Gençlerin geçmişi bilmesi gerektiğini dile getiren Kılıçdaroğlu, kendi uçağını, gemisini yapan Türkiye’nin 1950’lerde ekonomik buhrana girdiğine dikkat çekti. Gençlerin geçmişlerini unutmamalarını isteyen Kılıçdaroğlu, "Bizim geçmişimiz pırıl pırıl. Biz bütün ülkelerle barış içerisinde yaşamak isteriz. Savaş insanlığın reddettiği bir şeydir. Barışın adresi Türkiye Cumhuriyeti’dir. Ama bunu yapabilirsek, barışı yeniden inşa edebilirsek. Kırılan, dökülen yaralarımız var. Bunu yeniden onaracağız. Yeniden ayakları üzerinde duran, dünyada yalnızlaşmayan, sesi sözü dinlenen bir Türkiye’yi yeniden inşa edeceğiz. Gücümüzle bağımsızlık ruhumuzla yeniden inşa edeceğiz. Biz üç büyük devrimde imzası olan bir partiyiz. Cumhuriyeti kurduk. Cumhuriyet halka danışmaktır. Halkın iradesine sahip çıkmaktır. Cumhuriyet şu demektir. Tunceli’nin küçük bir köyünde doğan, küçük bir ailenin, küçük bir memurun çocuğu Kemal Kılıçdaroğlu okudu, yetişti Cumhuriyet Halk Partisi’ne genel başkan oldu. Cumhuriyet aynı zamanda Kayseri’de küçük bir esnafın oğlu Abdullah Gül’ün Cumhurbaşkanı olmasıdır. Cumhuriyet fırsat eşitliği yaratmaktır. Cumhuriyeti korumak her şeyden önce bizim görevimizdir. Birileri cumhuriyeti küçümsüyor. Tabelalardan Türkiye Cumhuriyeti’ni çıkartmak istiyor. Biz varken, gençlik varken Cumhuriyet Halk Partisi varken kimsenin gücü onu oradan almaya yetmez" diye konuştu.
"DÖRDÜNCÜ DEVRİM ÖZGÜRLÜK VE DEMOKRASİ"
Cumhuriyet Halk Partisi’nin, çok partili, sosyal demokrasi devrimlerini gerçekleştirdiğini ifade eden Kılıçdaroğlu, "Dördüncü devrim özgürlük ve demokrasi devrimi olacak. Herkesin düşüncesini özgürce açıkladığı bir Türkiye. Hiç kimsenin düşüncesinden ötürü ötekileştirilmediği bir Türkiye. Hiç kimsenin inancından ötürü ötekileştirilmediği bir Türkiye.
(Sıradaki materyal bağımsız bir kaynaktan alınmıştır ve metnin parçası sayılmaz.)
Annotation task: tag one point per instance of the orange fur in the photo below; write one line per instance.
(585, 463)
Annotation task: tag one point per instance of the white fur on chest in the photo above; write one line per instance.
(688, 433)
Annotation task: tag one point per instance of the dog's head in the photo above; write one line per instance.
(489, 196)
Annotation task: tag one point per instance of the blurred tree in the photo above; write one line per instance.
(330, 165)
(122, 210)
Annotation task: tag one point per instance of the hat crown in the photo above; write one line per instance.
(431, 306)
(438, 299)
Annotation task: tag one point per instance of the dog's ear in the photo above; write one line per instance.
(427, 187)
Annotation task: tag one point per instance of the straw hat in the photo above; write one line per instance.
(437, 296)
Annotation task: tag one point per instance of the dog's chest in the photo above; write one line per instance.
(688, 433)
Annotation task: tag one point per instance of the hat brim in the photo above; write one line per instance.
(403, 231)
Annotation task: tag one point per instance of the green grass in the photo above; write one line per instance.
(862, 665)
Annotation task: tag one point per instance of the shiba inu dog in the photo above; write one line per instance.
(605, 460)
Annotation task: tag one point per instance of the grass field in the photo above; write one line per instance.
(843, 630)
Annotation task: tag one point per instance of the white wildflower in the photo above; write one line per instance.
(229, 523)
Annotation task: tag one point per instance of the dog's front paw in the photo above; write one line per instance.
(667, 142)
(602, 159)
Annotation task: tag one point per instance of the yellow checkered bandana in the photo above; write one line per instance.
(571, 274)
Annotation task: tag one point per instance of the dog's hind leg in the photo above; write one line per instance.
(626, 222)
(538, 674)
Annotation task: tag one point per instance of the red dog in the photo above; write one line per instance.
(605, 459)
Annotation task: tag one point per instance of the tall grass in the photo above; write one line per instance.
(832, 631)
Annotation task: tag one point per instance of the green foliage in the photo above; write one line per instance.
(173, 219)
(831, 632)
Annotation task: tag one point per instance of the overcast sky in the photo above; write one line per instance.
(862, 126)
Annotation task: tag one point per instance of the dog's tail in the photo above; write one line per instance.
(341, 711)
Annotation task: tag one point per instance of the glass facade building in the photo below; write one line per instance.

Herkesin düşüncesini özgürce dile getirdiği bir Türkiye. Gençliğin iş ve aş sahibi olduğu bir Türkiye. Üniversitelerinde özgürlük türküleri söylenen bir Türkiye. Gençliğin sokaklarda rahatlıkla eylem yaptığı bir Türkiye. Dünyada saygınlığı olan bir Türkiye istiyoruz. Bunu gençler Gezi eylemleri ile dile getirdiler. Onlar özgürlük ve demokrasi istiyorlardı. Kendi kentlerine sahip çıkmak istiyorlardı. Kentlerinin ağacına, parkına sahip çıkmak istiyorlardı. TOMA’larla, palalarla, biber gazıyla, normal kurşunlarla üstlerine gittiler, gençler yılmadı. Öldüler yine yılmadılar. Yılmayacaklar. Çünkü onlar Mustafa Kemal’in gençleri" dedi.